The most likely possibility comes from still another linguist, named David Durian, who argues that instead of assimilating to a sound that comes later, the S is assimilating to a sound that comes earlier. In his study, he found that the words that were pronounced with a retracted S most often were those where the STR cluster came after the vowels /i/ or /I/, in words like destroy (deSHtroy) and restrict (reSHtrict). This is a very reasonable kind of assimilation, because these vowels are pronounced with the tongue raised high inside the mouth, and so is /ʃ/—at least, higher than it is for plain old S.
Why Do Pronunciation Changes Spread?
But wait a minute! I hear you saying. What about all those words that begin with STR? This gets into the second question, of why sound changes spread. Janda and Joseph argue that although a sound change begins with some kind of phonetic condition, if it hangs around long enough it begins to be affected by other things.
In this case, speakers seem to have generalized it from STR after certain vowels to STR anywhere—sometimes even across words. In fact, I even heard Michelle Obama, who does a lot of S-retraction, do it in the phrase parents trying, which she pronounced as parent[ʃ] trying. Janda and Joseph note that for some speakers, S-backing shows signs of generalizing even further, to any consonant cluster beginning with S. Examples they’ve heard include [ʃ]till, [ʃ]creen, and under[ʃ]tand.
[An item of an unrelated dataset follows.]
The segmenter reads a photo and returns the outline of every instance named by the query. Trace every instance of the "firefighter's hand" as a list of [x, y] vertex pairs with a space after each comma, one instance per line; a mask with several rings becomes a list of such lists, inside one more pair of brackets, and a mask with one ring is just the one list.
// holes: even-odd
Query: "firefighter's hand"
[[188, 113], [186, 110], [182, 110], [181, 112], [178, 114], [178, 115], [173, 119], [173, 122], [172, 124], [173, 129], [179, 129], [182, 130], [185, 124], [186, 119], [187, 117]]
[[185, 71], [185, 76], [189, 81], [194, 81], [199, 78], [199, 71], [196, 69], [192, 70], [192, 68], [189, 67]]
Pronunciation Has a Social Aspect
In addition to spreading to different phonetic contexts, there’s also a social aspect to how sound changes spread. Durian’s study in Columbus, Ohio found that it correlated with a speaker’s pride in living in or having lived in an urban area, as well as with age: Younger speakers do more S-backing than older ones.
One more linguist, Kathryn Campbell-Kibler, looked at the social aspect from the opposite direction: How do others perceive speakers who have S-backing? Campbell-Kibler found that varying combinations of S-backing, S-fronting (otherwise known as lisping), and so-called G-dropping (for example, fishin’ instead of fishing) could affect whether a speaker was perceived as intelligent or unintelligent, gay or straight, from the American South, or from the country. One commenter on a blog post that I wrote on this subject said that S-backers were perceived as having lower social class in the UK; but here in the United States, another commenter reported hearing it from NPR reporters and on The Real Housewives of Atlanta.
So whatever generalization you’re tempted to make about speakers that use S-backing, don’t take it too seriously, because it’s probably more complicated than you think. And now that you know about S-backing, get ready to hear a lot more of it in your lifetime, as it gains [ʃ]trength and makes [ʃ]trides.